Что, если бы это было легко? Что, если я немного пофлиртую с ней, и она ответит взаимностью? Что, если я попрошу поцеловать ее, и она согласится? Более того, что, если я поцелую ее, и ей это понравится? Что, если я приглашу ее наверх, в свою постель, и она согласится?

Жить в неопределенности не в характере мужчин и женщин Морган. Оставлять вещи безрезультатными недопустимо. Наш жизненный девиз: «Худшее, что они могут сказать — это нет».

Пропустил сдачу задания? Сдай его позже. Худшее, что они могут сказать, — это «нет». Хочешь прибавку к жалованью? Спроси. Худшее, что они могут сказать, — это «нет». Хочешь поцеловать симпатичную девушку, делающую комментарии по поводу ее оральной фиксации и смотрящую на тебя так, будто ты — решение проблемы? Спроси. Худшее, что они могут сказать, — это «нет».
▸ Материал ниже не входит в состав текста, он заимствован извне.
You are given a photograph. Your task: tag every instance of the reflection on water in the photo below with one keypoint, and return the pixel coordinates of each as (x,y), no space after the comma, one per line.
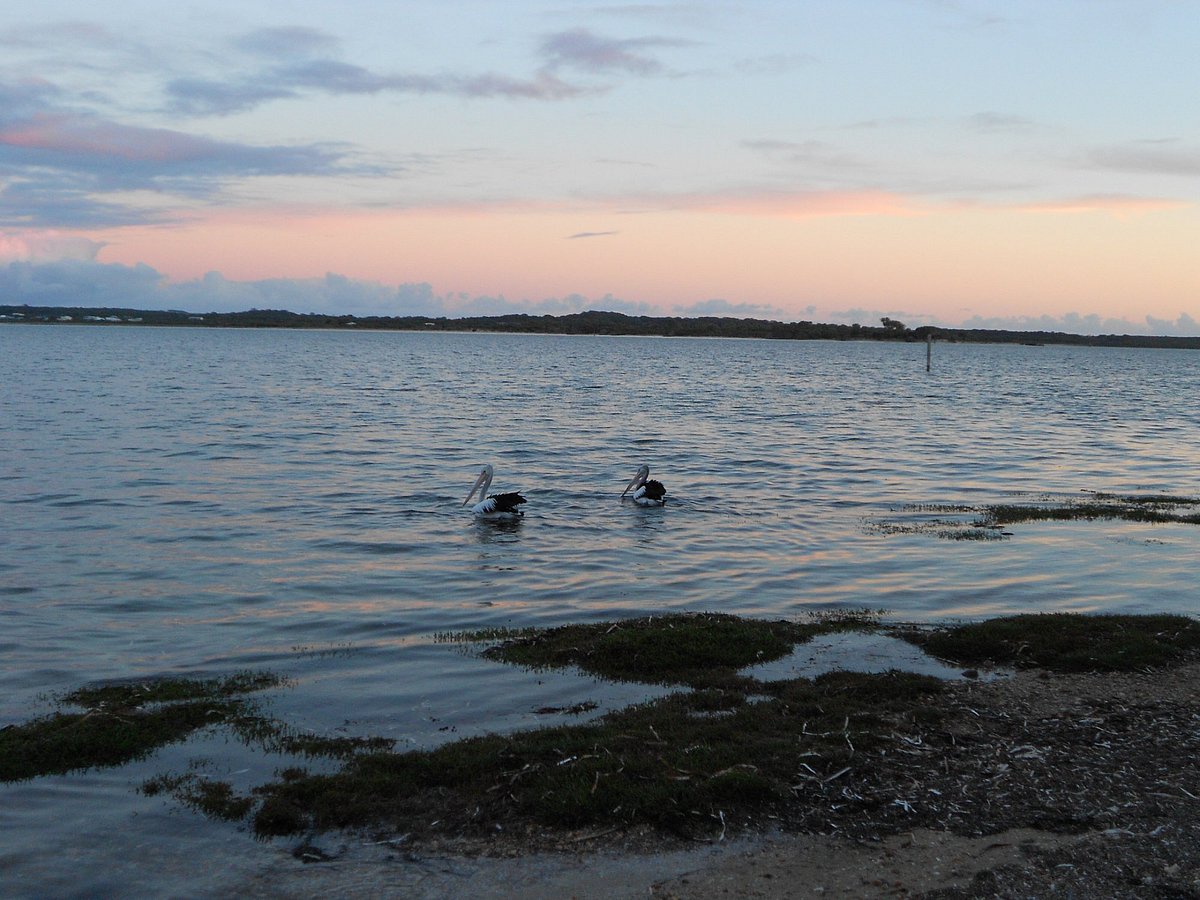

За исключением того, что я не из тех, кто «ебет их и оставляет». Обычно я не занимаюсь случайным сексом. Это не имеет ничего общего с отсутствием у меня желания заниматься этим, а все из-за того, как мало у меня времени — и какой я обычно последовательный моногамист, но сейчас это не имеет значения. Между тренировками, классами и реабилитацией у меня не хватает времени вздохнуть, не говоря уже о том, чтобы разведать обстановку и трахнуть кого-нибудь ради удовольствия. С тех пор как мои последние отношения закончились пару месяцев назад, я потратил всю свою дополнительную энергию на полное восстановление, возвращение к игровым кондициям и даже на замену своих выступлений, не оставляя мне времени на отношения.

Но эта девушка так великолепна, и я напряжен, мне нужно выпустить пар. Все, чего я хочу — это одну ночь блаженного облегчения от чего-то другого, кроме моих рук, и эта интригующая, привлекательная особа рядом со мной выглядит так, словно может снять с меня все напряжение до последней капли.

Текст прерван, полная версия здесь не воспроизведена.